Selected notes on Network Layer, Featuring IP



Move transport layer PDU's from sender to receiver





Major Issues

·        routing  - determining path

·        switching - within router, getting data from input line to proper output line

·        call setup and termination (virtual circuit service only)


Major Levels of Service

·        Datagram

·        Virtual Circuit


Datagram Service

·        best example is IP  (Internet Protocol)

·        IP packets normally called datagrams

·        each packet separately routed

·        router does not maintain state, so no setup/teardown

·        "best effort" delivery, i.e. no guarantees

·        ADV: simple, flexible for internetworking (interconnecting heterogeneous networks)

·        DIS: places high demands on transport layer

·        good fit to Internet, because it joins dissimilar networks plus transport layer is in computers


Virtual Circuit Service

·        one example is ATM (also X.25, frame relay)

·        provides circuit-like service using packet-switched network

·        each packet follows same path

·        complex protocol for establishing path

·        router maintains state (VC information)

·        several service quality (QoS) levels are available to customer

·        ADV:  simple for transport layer

·        DIS : complex protocols must be followed by all routers

·        good fit to telephony, because homogeneous networks plus "transport layer" is telephones



Routing Algorithms


Use graph theory to present algorithms

·        nodes : routers (are assigned IDs)

·        edges :  links between routers  (can be directed or undirected)

·        weights on edges: any cost measure of using that link (distance, congestion, capacity)

·        shortest path : minimum number of links (hops)

·        least cost path : minimum total cost, regardless of # hops


Static vs.
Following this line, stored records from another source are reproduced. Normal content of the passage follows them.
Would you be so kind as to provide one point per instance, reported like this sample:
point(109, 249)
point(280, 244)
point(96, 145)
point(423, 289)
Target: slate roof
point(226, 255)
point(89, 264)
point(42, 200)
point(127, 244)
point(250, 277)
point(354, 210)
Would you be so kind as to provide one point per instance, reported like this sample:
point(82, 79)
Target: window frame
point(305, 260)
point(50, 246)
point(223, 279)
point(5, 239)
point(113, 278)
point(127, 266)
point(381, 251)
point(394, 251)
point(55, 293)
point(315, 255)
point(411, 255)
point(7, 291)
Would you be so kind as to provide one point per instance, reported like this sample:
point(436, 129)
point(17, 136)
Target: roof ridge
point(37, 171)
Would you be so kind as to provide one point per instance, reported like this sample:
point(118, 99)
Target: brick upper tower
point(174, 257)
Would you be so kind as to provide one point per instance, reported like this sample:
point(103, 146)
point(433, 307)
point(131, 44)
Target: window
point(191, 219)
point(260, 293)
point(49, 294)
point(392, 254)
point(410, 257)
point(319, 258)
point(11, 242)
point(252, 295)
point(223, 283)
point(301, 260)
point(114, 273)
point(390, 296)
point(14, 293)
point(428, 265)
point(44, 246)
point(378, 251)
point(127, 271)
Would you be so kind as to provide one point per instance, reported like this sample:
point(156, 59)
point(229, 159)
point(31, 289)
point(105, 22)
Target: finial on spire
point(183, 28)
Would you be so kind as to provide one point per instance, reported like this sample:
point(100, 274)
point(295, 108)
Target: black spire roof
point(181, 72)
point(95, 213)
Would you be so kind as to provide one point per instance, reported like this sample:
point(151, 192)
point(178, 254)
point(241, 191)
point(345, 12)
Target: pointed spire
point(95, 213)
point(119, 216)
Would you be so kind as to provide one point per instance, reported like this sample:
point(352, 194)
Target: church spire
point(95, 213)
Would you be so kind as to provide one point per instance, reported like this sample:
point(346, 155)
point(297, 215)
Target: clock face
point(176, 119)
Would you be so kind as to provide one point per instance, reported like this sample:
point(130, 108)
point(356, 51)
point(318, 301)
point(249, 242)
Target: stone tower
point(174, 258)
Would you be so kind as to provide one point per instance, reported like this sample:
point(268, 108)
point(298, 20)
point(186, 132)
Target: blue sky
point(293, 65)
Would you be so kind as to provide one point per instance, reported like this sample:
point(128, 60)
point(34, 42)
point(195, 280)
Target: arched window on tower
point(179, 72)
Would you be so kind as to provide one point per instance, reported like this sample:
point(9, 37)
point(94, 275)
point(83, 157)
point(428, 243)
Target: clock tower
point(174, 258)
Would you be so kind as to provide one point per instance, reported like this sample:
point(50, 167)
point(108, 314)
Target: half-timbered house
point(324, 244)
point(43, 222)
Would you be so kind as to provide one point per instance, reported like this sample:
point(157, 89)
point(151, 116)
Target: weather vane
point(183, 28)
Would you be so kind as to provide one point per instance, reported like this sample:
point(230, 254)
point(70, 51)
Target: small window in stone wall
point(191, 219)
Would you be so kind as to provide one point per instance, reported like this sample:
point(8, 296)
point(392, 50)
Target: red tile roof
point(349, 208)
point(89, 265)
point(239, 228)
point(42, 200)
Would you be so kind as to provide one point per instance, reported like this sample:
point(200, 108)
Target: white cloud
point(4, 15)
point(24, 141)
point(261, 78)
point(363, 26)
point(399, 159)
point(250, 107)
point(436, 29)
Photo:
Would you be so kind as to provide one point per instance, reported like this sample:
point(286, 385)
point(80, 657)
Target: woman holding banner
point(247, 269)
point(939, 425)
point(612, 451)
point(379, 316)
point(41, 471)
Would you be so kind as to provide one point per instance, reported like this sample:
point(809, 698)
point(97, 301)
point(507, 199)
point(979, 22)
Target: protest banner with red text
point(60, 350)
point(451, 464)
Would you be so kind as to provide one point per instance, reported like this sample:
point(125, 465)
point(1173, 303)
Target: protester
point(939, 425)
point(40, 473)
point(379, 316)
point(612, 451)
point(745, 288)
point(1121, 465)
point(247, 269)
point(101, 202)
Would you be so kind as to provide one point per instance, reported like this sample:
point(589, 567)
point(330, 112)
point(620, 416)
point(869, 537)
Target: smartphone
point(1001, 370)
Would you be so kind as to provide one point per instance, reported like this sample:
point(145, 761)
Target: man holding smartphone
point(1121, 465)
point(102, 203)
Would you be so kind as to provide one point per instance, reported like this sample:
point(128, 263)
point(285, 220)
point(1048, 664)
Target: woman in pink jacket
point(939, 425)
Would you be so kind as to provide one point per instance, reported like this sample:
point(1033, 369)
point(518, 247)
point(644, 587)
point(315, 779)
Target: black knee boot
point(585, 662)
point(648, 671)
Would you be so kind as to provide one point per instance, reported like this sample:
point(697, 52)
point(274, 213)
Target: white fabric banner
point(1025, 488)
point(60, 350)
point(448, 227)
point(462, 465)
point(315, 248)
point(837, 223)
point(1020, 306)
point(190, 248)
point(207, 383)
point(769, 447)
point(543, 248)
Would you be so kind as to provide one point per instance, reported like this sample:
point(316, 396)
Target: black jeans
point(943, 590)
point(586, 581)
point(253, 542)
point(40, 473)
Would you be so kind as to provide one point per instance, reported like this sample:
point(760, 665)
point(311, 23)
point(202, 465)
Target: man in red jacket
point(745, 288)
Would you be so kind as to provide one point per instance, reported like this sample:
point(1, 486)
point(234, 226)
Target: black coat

Dynamic routing algorithms

·        static means routes change very slowly (e.g. manual changes to tables)

·        dynamic means routes evolve as network loads and topologies change


Global vs. Local routing algorithms

·        global means all nodes have complete knowledge of topology and costs (e.g. link state)

·        local means nodes receive knowledge only from neighbors (e.g. distance vector)

·        both are distributed in the sense that each node does its own calculations

·        truly centralized algorithm is impractical -- why?



Link State Algorithms

Good example is Dijkstra's

·        Before algorithm is run, all nodes must have complete cost and topology information.

·        Knowledge achieved by each node broadcasting costs to get from itself to its neighbors.

·        Algorithm works for either directed or undirected graphs. 

·        Undirected means assume link cost is same in both directions (not always true).

·        Algorithm calculates shortest path from a given source to all destinations.

·        Each node runs algorithm with itself as source.

·        Results of this iterative algorithm go into routing table.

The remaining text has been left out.